Nous sommes parties du camp de base depuis quelques minutes seulement lorsque le guide fait signe de s’arrêter. À quelques dizaines de mètres, une mère caribou et son petit nous coupent le passage en trottinant. Imperturbables, ils semblent tous les deux suivre une route invisible dont rien ni personne ne pourrait les détourner. La harde de caribous de la rivière aux Feuilles, la plus importante au Québec avec environ 400 000 têtes, passe l’hiver à l’intérieur des terres du Nunavik et traverse en été le territoire du parc national des Pingualuit pour se rendre vers le détroit d’Hudson et s’y nourrir de végétation salée par l’iode marine. Notre guide nous apprend également que les tuktuit, les caribous, marchent l’équivalent de soixante marathons par an, soit plus de 2 500 km. De jour comme de nuit, ils trottinent et repèrent les traces des précédents caribous grâce à des capteurs sensoriels situés dans leurs sabots.

NOTRE GUIDE NOUS APPREND QUE LES TUKTUIT (LES CARIBOUS) MARCHENT L’ÉQUIVALENT DE SOIXANTE MARATHONS PAR AN, SOIT PRÈS DE 2 500 KM !

FASCINANT CRATÈRE du parc national des Pingualuit

Dépourvus de ces ingénieuses particularités du corps animal, nous, les randonneurs, avons besoin des inuksuit pour nous diriger sur les vastes plaines désertiques du parc. Ces cairns de forme humaine bâtis par un amoncellement de roches, nous guident dans ce paysage lunaire jusqu’au pied du cratère. Nous grimpons les quelques centaines de mètres de dénivellation pour arriver au sommet de ce cratère unique, rempli d’une eau parmi les plus pures au monde. Même les centaines de moustiques qui nous harcèlent à travers les vêtements ne parviennent à ternir ce moment de pur bonheur.

Ce « bouton d’acné » comme le surnomment les Inuit en langue Inuktitut, a un diamètre de 3,4 km et une circonférence de 9,5 km. Le cratère s’est formé suite à l’écrasement d’une météorite il y a 1,4 million d’années, une période plutôt récente en terme géologique. La puissance de l’impact fut 8 500 fois plus puissante que la bombe atomique lancée sur Hiroshima. L’eau de ruissellement s’est ensuite accumulée jusqu’à former un immense lac dont la clarté atteint les 30 mètres de profondeur. Nous descendons remplir nos gourdes de cette eau si précieuse avant de faire le tour complet du cratère qui demande une belle dose d’endurance.

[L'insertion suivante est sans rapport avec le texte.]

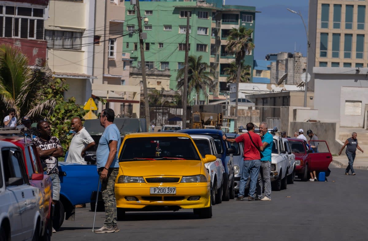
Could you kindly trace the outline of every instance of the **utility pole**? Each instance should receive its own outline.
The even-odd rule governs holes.
[[[183,129],[187,127],[187,102],[188,95],[188,55],[189,51],[189,11],[187,11],[187,30],[185,38],[185,59],[184,64],[184,84],[182,105],[183,108]]]
[[[143,39],[142,36],[142,18],[141,17],[139,0],[136,0],[135,12],[138,20],[138,31],[139,33],[139,50],[141,51],[141,68],[142,69],[142,79],[143,82],[143,96],[144,97],[144,110],[146,115],[146,126],[147,131],[149,131],[151,127],[149,116],[149,105],[148,103],[148,94],[147,91],[147,81],[146,80],[146,62],[144,59],[144,50],[143,49]]]

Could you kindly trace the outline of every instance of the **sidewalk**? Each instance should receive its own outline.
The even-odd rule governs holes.
[[[346,168],[348,163],[347,157],[344,153],[342,153],[340,156],[332,157],[332,163],[341,168]],[[368,158],[356,157],[353,167],[354,169],[368,170]]]

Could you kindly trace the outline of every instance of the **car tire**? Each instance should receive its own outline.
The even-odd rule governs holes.
[[[287,176],[287,184],[292,184],[294,183],[295,179],[295,166],[293,168],[293,173]]]
[[[273,191],[279,191],[281,190],[281,178],[279,177],[282,176],[282,171],[281,169],[280,170],[280,175],[279,178],[271,185]]]
[[[65,212],[63,203],[59,200],[55,204],[54,215],[52,217],[52,227],[57,230],[63,225],[65,217]]]
[[[222,202],[222,192],[223,188],[223,184],[222,184],[221,186],[220,186],[220,188],[217,189],[217,192],[216,192],[216,196],[215,198],[215,200],[216,203],[221,203]]]

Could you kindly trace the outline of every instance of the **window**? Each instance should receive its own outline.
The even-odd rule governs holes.
[[[353,35],[345,34],[345,42],[344,43],[344,58],[350,59],[351,57],[351,40]]]
[[[365,6],[358,5],[358,17],[357,19],[357,22],[358,22],[357,28],[358,29],[364,30],[365,20]]]
[[[328,18],[330,4],[322,4],[321,13],[321,28],[328,28]]]
[[[153,69],[153,61],[146,61],[146,68],[148,69]],[[141,61],[138,61],[138,68],[139,69],[141,69],[142,66],[141,64]]]
[[[241,21],[244,22],[253,22],[253,16],[247,14],[242,14]]]
[[[179,26],[179,34],[185,34],[187,32],[187,26]],[[191,27],[189,26],[189,33],[192,33],[192,28]]]
[[[208,35],[208,28],[204,27],[198,27],[197,34],[200,35]]]
[[[109,39],[109,57],[115,58],[115,44],[116,40],[113,38]]]
[[[357,35],[357,48],[356,55],[357,59],[363,58],[363,52],[364,49],[364,35]]]
[[[345,101],[345,114],[361,115],[362,102],[359,101]]]
[[[353,12],[354,5],[345,6],[345,29],[353,29]]]
[[[164,31],[171,31],[172,30],[172,27],[171,25],[164,25],[163,30]]]
[[[161,69],[169,69],[169,62],[161,62]]]
[[[338,58],[340,52],[340,34],[332,34],[332,57]]]
[[[188,50],[190,50],[190,43],[188,44]],[[185,43],[179,43],[179,51],[185,51]]]
[[[197,51],[200,52],[207,52],[207,45],[197,44]]]
[[[180,11],[180,17],[186,18],[188,13],[189,13],[189,17],[192,17],[192,11]]]
[[[341,22],[341,4],[333,4],[333,28],[340,29]]]
[[[81,32],[45,30],[47,48],[51,49],[82,49]]]
[[[152,30],[152,25],[144,25],[144,30]]]
[[[208,19],[208,12],[202,12],[199,11],[198,12],[198,18]]]
[[[327,57],[327,45],[328,43],[328,34],[321,33],[319,45],[319,56]]]

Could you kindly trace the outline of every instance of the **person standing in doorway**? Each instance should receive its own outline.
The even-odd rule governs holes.
[[[115,199],[115,181],[119,171],[118,150],[121,143],[120,132],[113,123],[114,111],[107,108],[99,115],[100,123],[105,128],[96,151],[97,170],[101,181],[101,191],[105,206],[103,226],[95,231],[96,233],[120,231],[117,226],[117,213]]]
[[[341,147],[341,149],[339,152],[339,155],[341,155],[341,153],[343,150],[346,147],[346,150],[345,153],[346,153],[346,156],[349,160],[349,164],[348,165],[346,169],[345,169],[345,175],[349,175],[349,171],[351,171],[351,175],[355,175],[355,172],[354,171],[354,168],[353,167],[353,164],[354,163],[354,160],[355,159],[355,152],[357,149],[359,150],[364,153],[364,151],[359,147],[359,145],[358,144],[358,139],[357,139],[357,136],[358,136],[356,132],[353,132],[351,133],[351,137],[348,138],[345,141],[345,143],[344,143],[343,147]]]

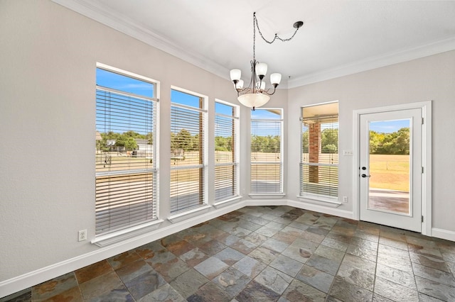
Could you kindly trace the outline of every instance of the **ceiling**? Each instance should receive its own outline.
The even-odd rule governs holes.
[[[455,1],[53,0],[226,79],[256,59],[292,88],[455,50]]]

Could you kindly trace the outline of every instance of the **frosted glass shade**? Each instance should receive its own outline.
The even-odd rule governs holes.
[[[263,94],[245,94],[237,99],[242,105],[253,108],[265,105],[270,99],[270,96]]]
[[[267,65],[265,63],[257,63],[256,65],[256,74],[258,76],[266,75],[267,73]]]
[[[230,80],[231,81],[234,81],[234,80],[239,80],[240,79],[240,77],[242,77],[242,71],[240,69],[231,69],[230,72]]]
[[[265,82],[262,81],[261,82],[261,85],[259,87],[261,90],[264,90],[265,89]]]
[[[270,74],[270,83],[271,84],[279,84],[281,81],[282,81],[282,74],[281,74],[274,73],[274,74]]]

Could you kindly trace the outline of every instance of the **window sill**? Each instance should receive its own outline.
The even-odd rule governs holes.
[[[299,195],[297,198],[301,201],[305,201],[309,203],[317,204],[319,206],[330,206],[331,208],[338,208],[341,206],[341,203],[338,198],[331,198],[328,197],[316,196],[314,195]]]
[[[171,215],[168,218],[168,220],[171,221],[172,223],[178,223],[188,218],[199,216],[203,212],[208,212],[208,210],[210,208],[212,208],[212,206],[208,205],[198,206],[197,208],[192,208],[191,210]]]
[[[138,235],[157,230],[164,220],[155,220],[147,223],[135,225],[127,229],[120,230],[106,235],[97,236],[90,242],[100,247],[112,245]]]
[[[271,194],[249,194],[252,199],[281,199],[286,196],[284,193]]]
[[[242,196],[235,196],[235,197],[232,197],[230,198],[229,199],[225,199],[221,201],[219,201],[216,203],[215,203],[213,205],[213,206],[215,207],[215,208],[223,208],[226,206],[229,206],[230,204],[235,202],[235,201],[238,201],[240,199],[242,199]]]

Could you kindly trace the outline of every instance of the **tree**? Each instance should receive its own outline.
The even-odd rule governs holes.
[[[118,147],[124,147],[127,150],[134,150],[137,149],[137,142],[134,138],[127,135],[122,134],[115,141],[115,145]]]
[[[338,152],[338,130],[324,129],[321,133],[321,148],[322,153]]]

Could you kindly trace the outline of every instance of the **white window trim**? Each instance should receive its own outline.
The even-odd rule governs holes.
[[[223,167],[223,166],[235,166],[237,167],[236,169],[236,175],[235,175],[235,194],[230,197],[228,198],[227,199],[222,199],[222,200],[219,200],[219,201],[215,201],[213,206],[216,208],[221,208],[223,206],[225,206],[226,205],[226,203],[229,204],[231,203],[232,201],[238,201],[240,200],[242,197],[240,196],[240,106],[239,105],[235,105],[218,99],[215,99],[215,103],[220,103],[222,104],[223,105],[226,105],[226,106],[232,106],[234,108],[234,112],[235,114],[233,116],[225,116],[224,114],[220,114],[220,113],[216,113],[216,111],[215,112],[215,116],[216,118],[217,115],[220,115],[221,116],[225,116],[227,118],[233,118],[233,120],[235,121],[235,160],[234,161],[234,162],[232,163],[219,163],[217,164],[216,162],[215,163],[215,167],[214,169],[216,167]],[[214,138],[215,139],[215,138]]]

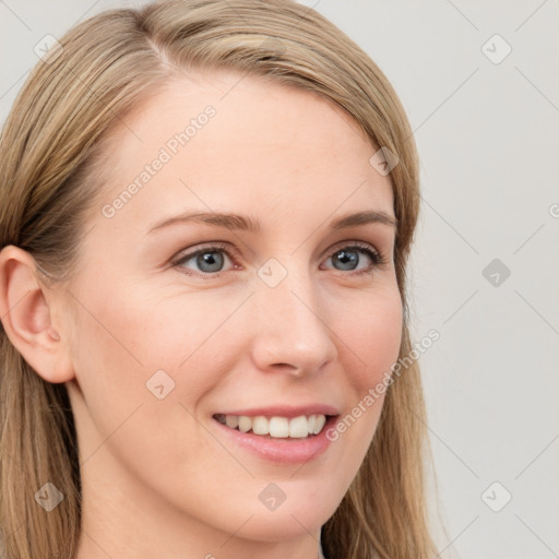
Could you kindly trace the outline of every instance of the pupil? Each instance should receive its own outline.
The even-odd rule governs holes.
[[[355,254],[355,252],[348,252],[346,250],[341,250],[338,252],[338,257],[337,257],[337,260],[340,260],[342,262],[342,264],[356,264],[357,263],[357,257]],[[350,266],[349,269],[353,270],[353,267],[355,266]],[[347,269],[346,269],[347,270]]]
[[[210,265],[211,270],[205,270],[206,272],[216,272],[219,270],[223,262],[219,261],[223,260],[223,257],[219,255],[219,258],[216,258],[217,252],[204,252],[200,254],[199,259],[199,265],[201,269],[203,269],[204,265]],[[217,270],[216,270],[217,269]]]

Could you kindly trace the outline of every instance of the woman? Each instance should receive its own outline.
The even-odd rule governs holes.
[[[3,557],[436,554],[417,155],[347,36],[288,0],[102,13],[0,169]]]

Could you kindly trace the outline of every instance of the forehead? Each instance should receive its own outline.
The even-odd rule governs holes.
[[[390,178],[352,117],[300,87],[236,73],[170,82],[116,127],[104,204],[111,226],[157,221],[169,209],[323,218],[367,207],[392,211]],[[120,200],[120,203],[118,202]],[[284,215],[285,214],[285,215]]]

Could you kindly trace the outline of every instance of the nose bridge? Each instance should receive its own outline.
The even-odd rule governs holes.
[[[288,365],[298,374],[316,371],[336,355],[330,313],[307,265],[273,260],[259,270],[254,359],[262,369]]]

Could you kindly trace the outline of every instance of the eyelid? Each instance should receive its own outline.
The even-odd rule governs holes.
[[[359,241],[359,240],[350,240],[349,239],[349,240],[340,241],[340,242],[335,243],[333,247],[331,247],[324,255],[326,257],[326,259],[330,259],[333,254],[335,254],[336,252],[340,252],[342,249],[360,249],[365,252],[370,252],[371,254],[369,254],[369,258],[372,260],[372,265],[366,270],[360,270],[358,272],[352,272],[352,271],[344,272],[344,271],[338,270],[338,272],[342,272],[344,275],[352,275],[352,274],[359,275],[359,274],[367,274],[367,273],[370,274],[370,273],[372,273],[373,269],[384,269],[386,265],[390,264],[390,259],[386,257],[386,254],[384,252],[377,249],[373,245],[371,245],[369,242]],[[186,250],[189,250],[189,249],[186,249]],[[193,257],[198,255],[199,253],[205,252],[205,251],[207,251],[207,252],[223,251],[231,260],[233,260],[233,257],[235,257],[237,259],[240,258],[240,251],[233,245],[229,245],[228,242],[224,242],[224,241],[214,241],[214,242],[210,241],[206,245],[200,245],[192,251],[179,252],[179,254],[171,260],[171,265],[174,267],[179,266],[179,264],[181,262],[190,260]],[[237,264],[235,264],[235,265],[237,265]],[[331,270],[333,270],[333,269],[331,269]],[[221,276],[222,274],[225,274],[226,272],[228,272],[228,271],[221,271],[221,272],[214,272],[214,273],[200,273],[200,272],[199,273],[182,272],[182,273],[186,273],[187,275],[191,275],[191,276],[211,278],[211,277]]]

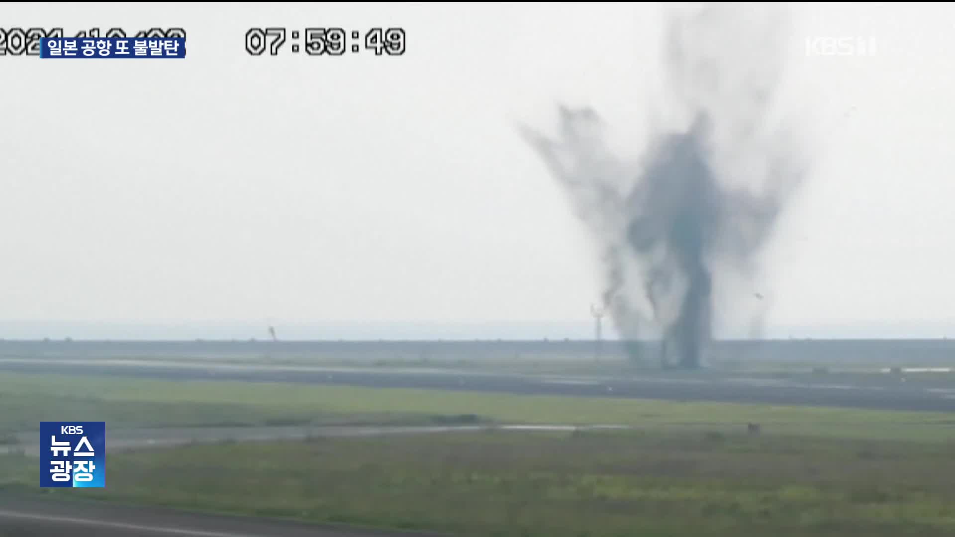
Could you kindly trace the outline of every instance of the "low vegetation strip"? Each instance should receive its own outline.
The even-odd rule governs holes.
[[[108,428],[463,419],[719,431],[753,422],[800,436],[955,440],[955,419],[933,412],[13,373],[0,374],[0,434],[60,419],[105,420]]]
[[[939,442],[602,431],[315,439],[109,459],[65,497],[464,536],[897,537],[955,531]],[[35,462],[0,465],[36,492]]]

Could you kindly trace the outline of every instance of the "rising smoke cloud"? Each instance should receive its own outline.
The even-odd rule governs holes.
[[[634,358],[655,329],[665,359],[702,365],[714,291],[751,274],[804,173],[793,130],[770,113],[783,15],[752,4],[670,11],[655,106],[680,119],[654,125],[636,161],[611,151],[589,108],[562,106],[555,139],[521,127],[593,232],[604,306]]]

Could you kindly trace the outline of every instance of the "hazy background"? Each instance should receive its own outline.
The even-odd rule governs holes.
[[[753,284],[766,334],[955,334],[955,8],[792,10],[778,110],[814,159]],[[588,336],[595,258],[514,123],[591,104],[639,152],[661,12],[0,5],[7,29],[180,27],[188,49],[0,56],[0,337]],[[291,52],[293,30],[378,26],[405,29],[403,56]],[[250,56],[252,27],[289,40]],[[877,49],[807,55],[807,36]]]

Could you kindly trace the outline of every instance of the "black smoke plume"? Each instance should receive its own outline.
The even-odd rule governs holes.
[[[604,306],[634,358],[653,329],[665,365],[703,364],[717,286],[751,274],[803,175],[796,139],[770,112],[785,59],[774,10],[670,13],[658,106],[682,120],[654,126],[636,161],[614,154],[589,108],[562,106],[555,139],[521,128],[593,231]]]

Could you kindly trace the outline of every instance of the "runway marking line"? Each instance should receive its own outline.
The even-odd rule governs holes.
[[[137,531],[152,531],[154,533],[165,533],[169,535],[186,535],[188,537],[263,537],[261,535],[250,535],[247,533],[223,533],[222,531],[206,531],[203,529],[181,529],[178,527],[162,527],[159,526],[141,526],[124,522],[106,522],[101,520],[91,520],[74,517],[59,517],[52,515],[34,515],[31,513],[18,513],[15,511],[6,511],[0,509],[0,518],[16,518],[26,520],[37,520],[44,522],[60,522],[66,524],[80,524],[99,527],[113,527],[116,529],[134,529]]]

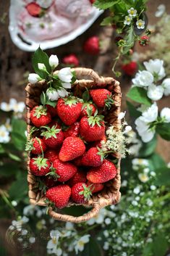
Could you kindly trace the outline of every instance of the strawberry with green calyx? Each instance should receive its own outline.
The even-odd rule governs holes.
[[[82,104],[80,99],[75,96],[59,99],[56,111],[60,119],[67,125],[71,125],[79,118]]]
[[[99,141],[105,135],[105,125],[103,115],[83,117],[80,122],[80,133],[85,141]]]
[[[92,168],[87,173],[87,179],[92,183],[104,183],[114,178],[116,176],[116,168],[110,161],[104,160],[99,167]]]
[[[32,154],[40,154],[45,152],[46,145],[41,138],[35,137],[27,141],[25,150],[30,151]]]
[[[107,107],[110,110],[111,105],[114,103],[111,91],[107,89],[90,90],[90,95],[98,107]]]
[[[47,190],[46,197],[54,202],[57,208],[61,209],[68,205],[71,189],[68,185],[61,184]]]
[[[38,156],[30,160],[30,169],[37,176],[46,176],[50,171],[51,162],[43,157]]]
[[[75,122],[64,131],[64,138],[74,136],[77,137],[79,134],[80,123]]]
[[[101,149],[91,147],[82,157],[82,164],[85,166],[97,167],[102,165],[104,153]]]
[[[51,128],[48,126],[42,126],[46,129],[41,133],[43,140],[45,144],[51,148],[56,148],[62,144],[64,140],[64,133],[61,129],[58,129],[56,125]]]
[[[92,195],[90,189],[82,182],[77,183],[72,187],[72,199],[77,204],[87,202]]]
[[[93,183],[90,181],[88,181],[87,186],[90,189],[92,194],[99,192],[103,189],[104,185],[100,183]]]
[[[56,149],[47,149],[44,154],[44,156],[51,162],[54,162],[56,159],[59,159],[59,152]]]
[[[69,136],[64,139],[59,152],[59,160],[63,162],[71,161],[85,152],[85,145],[81,139]]]
[[[36,127],[46,125],[51,121],[51,117],[44,106],[35,106],[30,112],[30,120]]]

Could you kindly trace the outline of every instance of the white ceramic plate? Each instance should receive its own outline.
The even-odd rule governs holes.
[[[21,0],[11,0],[10,8],[9,8],[9,31],[11,36],[11,38],[13,43],[19,47],[20,49],[27,51],[34,51],[40,46],[42,49],[51,49],[59,46],[62,44],[65,44],[69,41],[74,40],[78,36],[84,33],[94,21],[101,15],[103,11],[99,11],[96,8],[93,8],[93,15],[90,14],[90,17],[88,19],[88,21],[80,25],[77,28],[73,31],[65,34],[64,36],[50,40],[44,40],[43,41],[34,41],[30,40],[27,37],[24,37],[22,35],[23,40],[20,36],[20,29],[18,28],[17,20],[16,18],[16,13],[22,6],[23,3]]]

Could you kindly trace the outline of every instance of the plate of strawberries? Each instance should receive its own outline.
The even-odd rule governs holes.
[[[63,96],[59,96],[59,87],[65,83],[59,78],[61,70],[51,73],[58,79],[58,87],[56,78],[48,83],[48,78],[26,87],[29,195],[33,193],[34,197],[30,202],[56,211],[106,197],[119,176],[120,157],[111,147],[111,132],[114,127],[118,128],[119,105],[113,88],[119,83],[112,78],[100,78],[90,69],[69,69],[69,86]],[[38,75],[43,75],[42,70]],[[80,75],[98,80],[77,80]],[[54,87],[50,88],[49,83]],[[41,191],[35,195],[37,183]]]

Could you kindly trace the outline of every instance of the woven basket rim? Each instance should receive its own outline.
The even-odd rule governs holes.
[[[112,88],[113,94],[113,99],[114,100],[114,108],[115,111],[114,112],[114,121],[111,123],[114,125],[116,130],[119,130],[121,125],[121,120],[118,119],[118,115],[121,111],[121,98],[122,98],[122,93],[121,88],[119,86],[119,82],[114,79],[113,78],[110,77],[100,77],[98,75],[94,72],[91,69],[84,68],[84,67],[77,67],[72,68],[72,71],[75,71],[76,73],[76,77],[82,77],[82,76],[88,76],[92,80],[88,79],[77,79],[73,84],[73,86],[80,86],[81,87],[85,86],[102,86],[104,84],[109,86]],[[57,73],[58,71],[56,72]],[[30,112],[31,107],[30,107],[33,102],[33,99],[31,99],[30,95],[36,94],[35,93],[35,88],[36,87],[43,87],[45,85],[46,82],[43,80],[39,81],[35,84],[28,83],[25,88],[26,91],[26,99],[25,99],[25,105],[26,105],[26,121],[27,124],[27,137],[30,138]],[[88,204],[84,204],[81,205],[84,205],[85,207],[92,206],[93,209],[88,212],[87,214],[75,217],[68,215],[62,215],[59,212],[56,212],[53,210],[51,207],[48,208],[48,214],[54,218],[64,220],[64,221],[70,221],[75,223],[80,223],[82,221],[86,221],[90,218],[96,215],[100,209],[111,205],[114,205],[117,203],[121,197],[121,194],[119,191],[120,189],[120,183],[121,183],[121,177],[120,177],[120,161],[121,157],[120,155],[116,155],[116,158],[118,159],[118,168],[117,168],[117,174],[114,179],[110,181],[110,183],[111,183],[111,186],[109,186],[109,192],[107,194],[99,194],[97,196],[93,196],[92,198],[88,201]],[[33,191],[35,184],[36,183],[36,176],[33,175],[30,171],[29,168],[29,162],[30,162],[30,154],[28,154],[28,159],[27,162],[27,182],[28,182],[28,196],[30,199],[30,202],[32,205],[41,205],[41,206],[46,206],[47,205],[43,202],[45,197],[42,197],[40,192],[35,192]],[[41,199],[40,199],[41,198]],[[72,204],[72,205],[76,204]],[[68,206],[68,207],[69,207]]]

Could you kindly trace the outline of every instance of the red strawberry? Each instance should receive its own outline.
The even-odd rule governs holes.
[[[90,112],[90,115],[94,115],[95,111],[96,111],[96,108],[95,107],[95,106],[93,104],[90,103],[84,103],[82,108],[82,112],[81,112],[81,115],[80,117],[82,117],[84,116],[88,116],[88,111]]]
[[[87,173],[87,178],[92,183],[104,183],[115,178],[116,176],[116,168],[114,164],[105,160],[102,165],[90,169]]]
[[[70,186],[73,186],[75,184],[79,182],[86,182],[86,173],[82,170],[77,170],[72,178],[69,180],[68,183]]]
[[[85,52],[97,55],[100,51],[100,46],[99,46],[99,38],[98,36],[91,36],[90,37],[84,44],[84,50]]]
[[[136,62],[131,62],[127,64],[124,64],[122,66],[122,70],[128,75],[134,75],[137,71],[137,65]]]
[[[57,208],[63,208],[68,205],[71,195],[71,189],[68,185],[62,184],[47,190],[46,197],[55,204]]]
[[[67,137],[63,141],[59,152],[59,160],[63,162],[70,161],[80,155],[85,151],[84,142],[78,137]]]
[[[48,149],[45,152],[44,156],[51,162],[54,162],[56,159],[59,159],[59,152],[54,149]]]
[[[46,107],[35,106],[30,112],[30,120],[36,127],[46,125],[51,120],[51,115]]]
[[[69,136],[77,137],[79,134],[79,127],[80,123],[75,122],[73,123],[67,131],[64,131],[64,138]]]
[[[26,6],[26,9],[29,15],[33,17],[38,17],[41,12],[41,7],[35,2],[28,4]]]
[[[143,36],[139,41],[139,44],[141,46],[145,46],[147,44],[149,44],[149,37],[148,36]]]
[[[60,98],[56,105],[59,117],[67,125],[77,121],[82,110],[82,103],[76,97]]]
[[[84,117],[80,122],[80,133],[86,141],[99,141],[105,135],[105,125],[103,116]]]
[[[96,147],[91,147],[82,157],[82,164],[85,166],[97,167],[102,165],[102,153]]]
[[[65,56],[62,59],[62,62],[73,67],[77,67],[79,65],[79,60],[75,54]]]
[[[46,149],[46,145],[42,139],[35,137],[27,141],[25,150],[30,150],[30,152],[34,154],[40,154]]]
[[[87,202],[91,194],[90,189],[85,183],[77,183],[72,187],[72,199],[78,204]]]
[[[46,131],[41,133],[43,140],[47,146],[51,148],[57,147],[62,144],[64,140],[64,133],[61,129],[57,129],[56,125],[49,128],[44,126]]]
[[[106,107],[109,110],[114,104],[111,93],[106,89],[90,90],[90,94],[98,107]]]
[[[30,160],[30,169],[33,174],[43,176],[50,171],[51,162],[46,158],[38,157]]]
[[[77,170],[77,167],[71,162],[62,162],[59,159],[54,162],[52,170],[49,174],[60,182],[67,181]]]
[[[55,117],[57,115],[56,110],[55,107],[48,104],[46,105],[46,107],[52,117]]]
[[[87,186],[90,188],[92,194],[98,192],[104,188],[104,185],[101,183],[93,183],[90,181],[88,181]]]

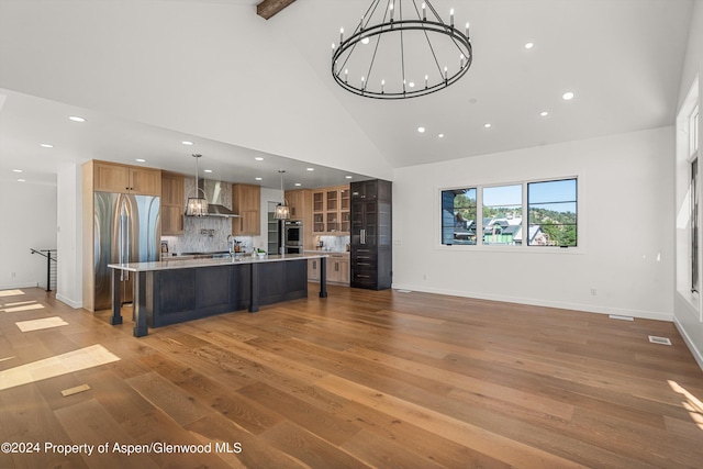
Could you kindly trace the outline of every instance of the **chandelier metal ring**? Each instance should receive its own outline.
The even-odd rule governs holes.
[[[449,85],[459,80],[468,69],[471,67],[473,60],[473,51],[471,42],[469,40],[468,23],[465,32],[454,26],[454,11],[451,12],[450,24],[444,23],[442,18],[437,14],[435,9],[428,1],[423,2],[422,16],[415,1],[412,0],[412,5],[417,14],[417,19],[403,18],[402,0],[388,0],[388,7],[379,20],[378,24],[369,25],[373,20],[373,14],[377,12],[380,0],[373,0],[371,7],[367,10],[367,14],[361,18],[361,21],[357,25],[354,34],[346,40],[344,38],[344,29],[341,30],[339,45],[333,44],[332,55],[332,76],[335,81],[345,90],[365,98],[375,99],[406,99],[425,96],[447,88]],[[400,19],[393,20],[393,7],[399,4]],[[436,20],[427,20],[426,7]],[[383,11],[383,10],[381,10]],[[369,15],[368,13],[371,12]],[[389,14],[390,12],[390,14]],[[389,18],[390,16],[390,18]],[[422,47],[428,51],[426,62],[428,65],[425,67],[424,83],[415,85],[410,81],[406,82],[406,63],[411,60],[411,56],[405,57],[405,42],[406,35],[420,33],[424,36]],[[400,41],[398,41],[398,52],[400,71],[399,83],[389,83],[386,86],[386,80],[379,77],[375,65],[377,60],[377,53],[381,38],[388,37],[390,34],[398,34]],[[437,45],[433,45],[431,37],[435,38],[442,36],[443,41],[449,42],[449,48],[451,49],[451,63],[447,63],[446,54],[444,58],[437,57]],[[354,78],[350,79],[347,64],[353,58],[357,47],[369,47],[369,43],[375,41],[372,52],[369,51],[367,55],[370,56],[368,64],[364,65],[362,70],[355,70]],[[390,40],[389,40],[390,41]],[[419,48],[419,42],[416,40],[413,43]],[[445,46],[445,49],[447,47]],[[417,54],[417,51],[413,51]],[[456,54],[456,55],[455,55]],[[429,58],[432,57],[432,58]],[[443,63],[440,64],[440,60]],[[360,76],[360,80],[359,80]],[[432,77],[432,78],[431,78]],[[397,80],[398,81],[398,80]],[[373,85],[370,85],[373,83]],[[380,86],[379,86],[380,85]]]

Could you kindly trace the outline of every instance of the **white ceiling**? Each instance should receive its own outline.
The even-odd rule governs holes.
[[[27,182],[53,183],[62,167],[91,158],[192,174],[200,153],[209,177],[259,176],[278,188],[283,168],[287,188],[320,187],[672,125],[692,9],[435,0],[439,12],[455,8],[458,24],[470,21],[471,69],[440,92],[379,101],[330,76],[339,26],[352,31],[370,0],[299,0],[269,21],[256,3],[0,0],[0,181],[19,168]],[[562,100],[566,91],[576,98]],[[76,114],[88,121],[66,119]]]

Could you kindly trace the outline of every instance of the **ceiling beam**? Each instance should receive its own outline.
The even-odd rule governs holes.
[[[256,5],[256,14],[268,20],[295,0],[264,0]]]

RENCONTRES AU CŒUR DE LA TOUNDRA

De retour au camp de base composé de superbes chalets de bois, certains d’entre nous partent pêcher l’omble arctique sur le lac Manarsulik pendant que les autres marchent jusqu’aux vestiges de camps de chasse des Nunamiut, les Inuit de l’intérieur des terres de l’Ungava. Le lendemain, un trek de deux jours est programmé jusqu’au canyon de la rivière de Puvirnituq. Une randonnée d’exception au cœur de la toundra arctique où nous suivons cette fois encore les sentiers tracés par les caribous passés avant nous. Les vastes plaines sont recouvertes de linaigrettes, aussi appelées suputik, une plante à bout cotonneux qui perd sa soie à l’automne et indique aux Inuit qu’il est temps de chasser le tuktu car sa fourrure a atteint l’épaisseur idéale pour confectionner les kamiit, les bottes traditionnelles. Nous sautons de roche en roche sur des pierres recouvertes de lichens.
Mais une fois arrivées au fond du canyon, au bord de la rivière où nous nous rafraîchissons, une surprise de taille nous attend. Un troupeau d’une centaine de caribous jeunes et adultes dévale la pente puis traverse à la débandade la rivière sous nos yeux. Une scène rare à laquelle on assiste habituellement que dans les documentaires animaliers. Après s’être ébroués dans la cohue, ils continuent leur chemin puis remontent l’autre pente du canyon. Ce moment court mais intense restera à jamais gravé dans nos mémoires.
Du premier au dernier jour de ce séjour, les caribous auront été de formidables compagnons de trekking. Un privilège rare réservé aux randonneurs qui souhaitent entrer en totale communion avec la nature du Grand Nord.

Une étape à Kangiqsujuaq

Une étape de deux jours dans le village de Kangiqsujuaq est incluse dans le forfait de trek au parc national des Pingualuit. Cette incursion au cœur d’une communauté inuite permet de donner un autre visage au séjour. L’occasion de rencontrer tous les jeunes du village, rieurs et accueillants. Les aînés invitent à participer à la cueillette de moules à marée basse, une activité traditionnelle de la région de Kangiqsujuaq. Le fruit de la récolte sera entreposé dans le frigo collectif, une belle façon de partager avec toute la communauté. Encore une dernière soirée passée en leur compagnie puis c’est le retour final jusqu’à Kuujjuaq puis le sud du Québec.

Frédérique Sauvée

Jamais loin de sa valise ni de ses chaussures de marche, Frédérique Sauvée parcourt le monde à la recherche de destinations et de reportages inspirants. Elle affectionne particulièrement l’Amérique du Nord, son continent d’adoption, qu’elle sillonne en long et en large, et plus passionnément le Québec, des confins de l'Abitibi jusqu'en Gaspésie, en passant par Anticosti, le Nunavik et le Saguenay !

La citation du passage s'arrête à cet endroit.